Here, we have used phenylacetone monooxygenase (PAMO) from Thermobifida fusca, a prototype Type I BVMO, as a model enzyme to develop a stepwise strategy to optimize the biotransformation performance of recombinant E. coli expressing PAMO in 96-well microtiter plates in a reproducible fashion. Using this system, the best expression conditions of PAMO were investigated first, including different host strains, temperature as well as time and induction period for PAMO expression. This optimized system was used next to improve biotransformation conditions, the PAMO-catalyzed conversion of phenylacetone, by evaluating the best electron donor, substrate concentration, and the temperature and length of biotransformation. Combining all optimized parameters resulted in a more than four-fold enhancement of the biocatalytic performance and, importantly, this was highly reproducible as indicated by the relative standard deviation of 1% for non-washed cells and 3% for washed cells.

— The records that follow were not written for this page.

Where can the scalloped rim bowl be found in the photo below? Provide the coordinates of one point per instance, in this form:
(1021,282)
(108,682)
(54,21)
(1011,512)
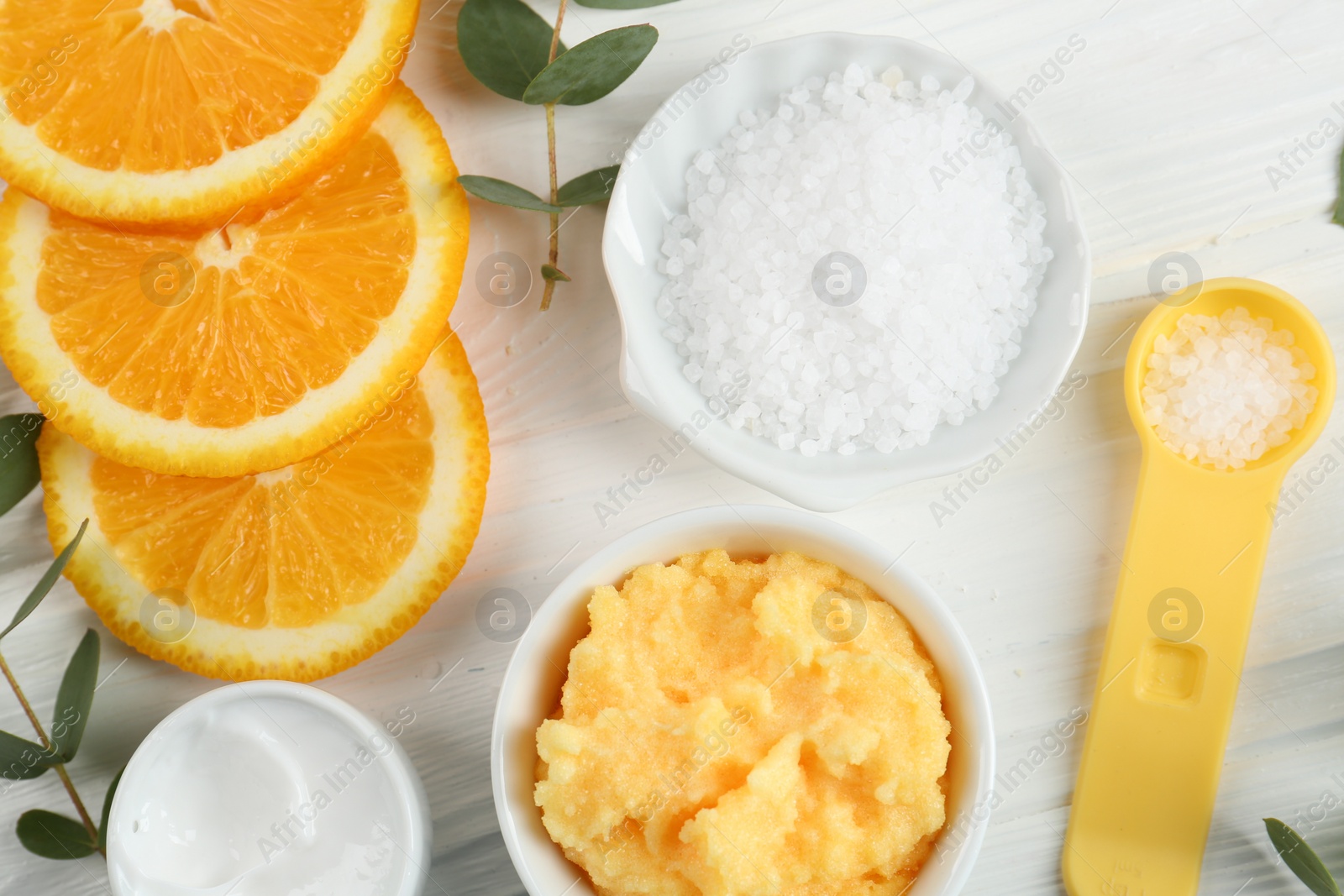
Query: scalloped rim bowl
(535,674)
(651,190)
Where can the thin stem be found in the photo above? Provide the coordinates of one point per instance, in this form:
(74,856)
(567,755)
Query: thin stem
(555,197)
(46,745)
(550,152)
(555,35)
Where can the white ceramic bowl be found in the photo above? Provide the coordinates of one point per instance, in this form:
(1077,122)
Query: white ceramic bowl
(651,190)
(391,761)
(533,683)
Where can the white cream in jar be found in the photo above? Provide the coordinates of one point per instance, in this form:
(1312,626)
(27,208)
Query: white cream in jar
(268,789)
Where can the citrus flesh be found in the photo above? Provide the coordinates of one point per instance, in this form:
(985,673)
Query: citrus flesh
(245,348)
(292,574)
(175,112)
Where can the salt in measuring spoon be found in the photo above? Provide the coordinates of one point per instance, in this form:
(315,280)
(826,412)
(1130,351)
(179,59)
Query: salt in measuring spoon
(1179,626)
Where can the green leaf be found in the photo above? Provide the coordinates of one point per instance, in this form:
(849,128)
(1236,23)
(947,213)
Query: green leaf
(593,69)
(1300,859)
(74,700)
(506,194)
(593,187)
(622,4)
(1339,203)
(53,836)
(504,45)
(45,584)
(24,759)
(107,812)
(18,457)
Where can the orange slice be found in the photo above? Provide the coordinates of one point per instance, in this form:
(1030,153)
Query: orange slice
(295,574)
(246,348)
(183,110)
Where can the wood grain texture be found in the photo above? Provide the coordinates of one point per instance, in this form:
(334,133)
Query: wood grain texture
(1167,123)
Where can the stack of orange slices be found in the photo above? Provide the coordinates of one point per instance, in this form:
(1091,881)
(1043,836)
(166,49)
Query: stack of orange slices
(228,250)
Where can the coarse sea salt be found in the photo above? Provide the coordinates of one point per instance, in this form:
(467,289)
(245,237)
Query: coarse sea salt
(932,201)
(1225,390)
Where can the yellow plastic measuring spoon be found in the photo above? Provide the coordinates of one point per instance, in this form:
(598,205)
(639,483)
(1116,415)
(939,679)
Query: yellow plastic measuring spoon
(1179,627)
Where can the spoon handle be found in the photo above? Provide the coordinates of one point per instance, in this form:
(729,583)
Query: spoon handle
(1168,679)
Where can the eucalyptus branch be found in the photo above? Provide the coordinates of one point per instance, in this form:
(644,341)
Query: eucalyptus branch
(60,768)
(515,53)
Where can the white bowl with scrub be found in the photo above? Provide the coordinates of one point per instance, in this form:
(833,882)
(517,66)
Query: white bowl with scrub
(651,191)
(269,788)
(531,687)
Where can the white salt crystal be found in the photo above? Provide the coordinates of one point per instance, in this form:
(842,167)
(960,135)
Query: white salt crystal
(944,223)
(1225,390)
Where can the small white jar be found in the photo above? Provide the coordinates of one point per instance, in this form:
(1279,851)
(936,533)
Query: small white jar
(269,788)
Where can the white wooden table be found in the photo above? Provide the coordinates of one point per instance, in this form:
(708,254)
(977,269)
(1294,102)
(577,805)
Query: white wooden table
(1167,121)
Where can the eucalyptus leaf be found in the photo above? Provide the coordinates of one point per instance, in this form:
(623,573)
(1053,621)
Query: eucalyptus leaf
(1339,203)
(593,69)
(18,457)
(504,43)
(593,187)
(107,812)
(24,759)
(45,584)
(1300,859)
(74,700)
(506,194)
(622,4)
(53,836)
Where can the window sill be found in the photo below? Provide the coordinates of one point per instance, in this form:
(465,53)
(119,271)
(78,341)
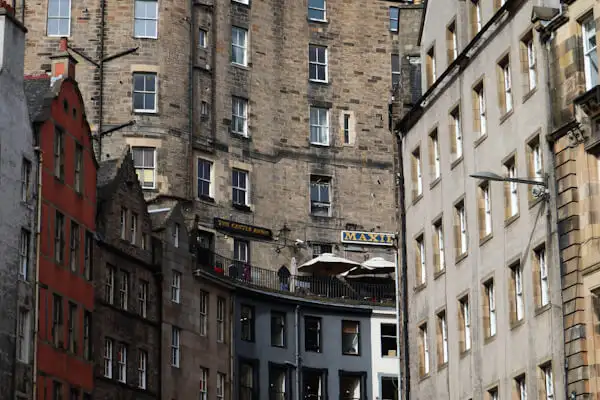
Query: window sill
(456,162)
(506,116)
(510,220)
(485,239)
(479,140)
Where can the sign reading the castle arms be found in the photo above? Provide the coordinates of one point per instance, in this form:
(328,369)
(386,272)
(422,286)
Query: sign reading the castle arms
(243,229)
(369,238)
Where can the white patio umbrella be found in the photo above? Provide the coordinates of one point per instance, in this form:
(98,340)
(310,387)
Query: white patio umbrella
(327,264)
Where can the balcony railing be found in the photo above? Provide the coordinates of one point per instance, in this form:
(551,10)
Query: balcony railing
(320,287)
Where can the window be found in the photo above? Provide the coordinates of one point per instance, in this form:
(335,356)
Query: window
(122,363)
(277,329)
(87,335)
(316,10)
(204,178)
(521,387)
(396,75)
(464,314)
(220,320)
(420,260)
(239,185)
(430,66)
(518,304)
(59,18)
(176,287)
(146,19)
(480,123)
(452,42)
(143,298)
(548,382)
(247,322)
(142,368)
(24,241)
(442,338)
(277,383)
(124,290)
(241,251)
(351,337)
(72,328)
(239,46)
(108,348)
(590,53)
(460,228)
(25,180)
(23,335)
(489,312)
(417,173)
(59,238)
(202,38)
(388,340)
(109,285)
(59,153)
(394,19)
(485,211)
(320,196)
(506,86)
(456,139)
(78,179)
(144,92)
(439,256)
(314,384)
(319,126)
(312,334)
(239,116)
(203,384)
(220,386)
(540,261)
(423,350)
(317,63)
(511,189)
(434,154)
(247,378)
(144,160)
(175,337)
(203,313)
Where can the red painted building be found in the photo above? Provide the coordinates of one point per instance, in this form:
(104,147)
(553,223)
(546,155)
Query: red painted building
(66,303)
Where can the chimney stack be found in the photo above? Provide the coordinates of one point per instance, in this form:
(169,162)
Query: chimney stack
(63,63)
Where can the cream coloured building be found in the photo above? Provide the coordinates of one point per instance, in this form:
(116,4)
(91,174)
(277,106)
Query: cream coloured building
(483,277)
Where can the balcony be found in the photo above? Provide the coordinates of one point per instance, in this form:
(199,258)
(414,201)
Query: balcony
(323,288)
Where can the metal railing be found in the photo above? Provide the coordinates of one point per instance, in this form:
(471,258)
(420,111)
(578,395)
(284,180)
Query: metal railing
(321,287)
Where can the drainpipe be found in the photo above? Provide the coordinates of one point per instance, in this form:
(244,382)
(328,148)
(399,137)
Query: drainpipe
(38,236)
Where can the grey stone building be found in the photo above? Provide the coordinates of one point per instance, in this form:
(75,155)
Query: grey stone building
(17,214)
(268,113)
(126,321)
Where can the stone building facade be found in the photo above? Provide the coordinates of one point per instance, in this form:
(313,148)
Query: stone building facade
(126,320)
(484,285)
(18,172)
(206,87)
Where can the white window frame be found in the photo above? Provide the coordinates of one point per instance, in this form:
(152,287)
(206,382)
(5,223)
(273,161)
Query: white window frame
(58,17)
(239,116)
(236,31)
(239,189)
(176,287)
(142,369)
(317,63)
(175,349)
(145,92)
(588,31)
(319,120)
(145,19)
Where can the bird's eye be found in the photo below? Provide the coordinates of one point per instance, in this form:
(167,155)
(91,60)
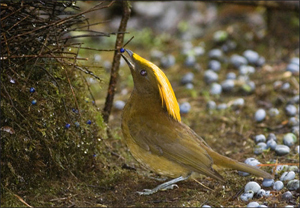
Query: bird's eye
(143,72)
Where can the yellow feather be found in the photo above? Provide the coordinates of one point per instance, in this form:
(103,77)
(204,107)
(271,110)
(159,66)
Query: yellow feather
(166,92)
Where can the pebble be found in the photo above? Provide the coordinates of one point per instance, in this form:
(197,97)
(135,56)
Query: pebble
(252,185)
(285,86)
(261,193)
(290,110)
(293,121)
(211,105)
(287,176)
(295,60)
(198,50)
(260,138)
(228,46)
(293,185)
(267,182)
(77,124)
(220,36)
(32,90)
(248,87)
(260,115)
(227,85)
(119,104)
(273,112)
(294,68)
(272,136)
(281,168)
(215,89)
(246,69)
(260,147)
(190,61)
(282,150)
(251,56)
(253,204)
(231,75)
(295,130)
(107,65)
(222,106)
(247,195)
(277,84)
(238,102)
(252,161)
(189,86)
(210,76)
(289,139)
(237,60)
(271,144)
(214,65)
(185,107)
(215,54)
(278,185)
(97,58)
(287,195)
(167,61)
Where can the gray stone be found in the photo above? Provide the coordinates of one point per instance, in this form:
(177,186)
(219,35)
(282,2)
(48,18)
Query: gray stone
(278,185)
(287,195)
(227,85)
(289,139)
(210,76)
(287,176)
(260,138)
(231,75)
(253,204)
(293,185)
(247,195)
(215,89)
(260,115)
(267,182)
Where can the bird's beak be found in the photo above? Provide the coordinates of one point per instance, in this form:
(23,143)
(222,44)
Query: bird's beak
(129,63)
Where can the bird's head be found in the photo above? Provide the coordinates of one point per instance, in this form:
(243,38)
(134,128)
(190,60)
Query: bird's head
(150,80)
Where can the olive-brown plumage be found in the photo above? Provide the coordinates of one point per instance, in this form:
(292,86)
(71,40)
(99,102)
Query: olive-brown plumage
(155,135)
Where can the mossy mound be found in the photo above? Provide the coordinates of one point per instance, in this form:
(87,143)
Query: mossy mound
(49,128)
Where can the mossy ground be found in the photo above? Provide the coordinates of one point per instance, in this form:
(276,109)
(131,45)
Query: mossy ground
(116,176)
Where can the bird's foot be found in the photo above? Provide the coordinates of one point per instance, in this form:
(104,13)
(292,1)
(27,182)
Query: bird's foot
(152,191)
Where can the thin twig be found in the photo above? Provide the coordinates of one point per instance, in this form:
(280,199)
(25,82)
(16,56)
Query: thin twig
(116,62)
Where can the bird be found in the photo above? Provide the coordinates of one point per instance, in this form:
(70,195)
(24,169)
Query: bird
(158,139)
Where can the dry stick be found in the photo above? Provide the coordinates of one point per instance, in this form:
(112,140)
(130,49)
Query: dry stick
(116,62)
(75,60)
(59,22)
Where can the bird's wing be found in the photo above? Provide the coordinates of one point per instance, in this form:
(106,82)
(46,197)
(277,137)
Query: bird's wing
(175,141)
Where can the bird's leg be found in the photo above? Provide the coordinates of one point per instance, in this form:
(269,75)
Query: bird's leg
(164,186)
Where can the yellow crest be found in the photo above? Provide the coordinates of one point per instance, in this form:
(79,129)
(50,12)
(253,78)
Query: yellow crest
(166,92)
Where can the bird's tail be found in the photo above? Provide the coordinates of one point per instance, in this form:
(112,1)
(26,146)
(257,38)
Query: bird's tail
(226,162)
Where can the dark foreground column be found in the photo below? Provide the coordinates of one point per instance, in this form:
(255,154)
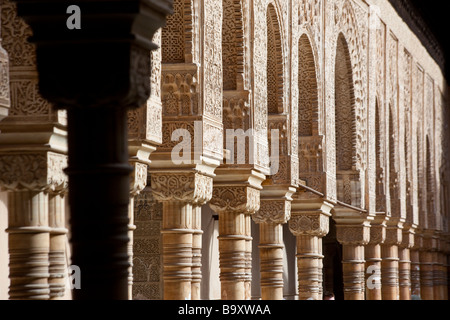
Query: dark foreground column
(97,73)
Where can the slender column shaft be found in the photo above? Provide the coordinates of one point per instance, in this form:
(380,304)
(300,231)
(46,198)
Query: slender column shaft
(196,252)
(389,272)
(271,256)
(353,271)
(373,272)
(447,264)
(309,258)
(405,273)
(426,275)
(177,239)
(29,245)
(445,275)
(415,273)
(248,257)
(438,277)
(57,254)
(99,228)
(131,228)
(233,241)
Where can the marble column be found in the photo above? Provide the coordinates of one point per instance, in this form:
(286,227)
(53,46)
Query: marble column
(271,217)
(354,238)
(405,264)
(235,205)
(180,193)
(390,264)
(58,240)
(310,223)
(373,259)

Furthermore, the optimized procedure was successfully adapted for activity-based mutant screening.
Our optimized procedure, which provides a comprehensive overview of the key factors influencing the reproducible expression and performance of a biocatalyst, is expected to form a rational basis for the optimization of miniaturized biotransformations and for the design of novel activity-based screening procedures suitable for BVMOs and other NAD(P)H-dependent enzymes as well.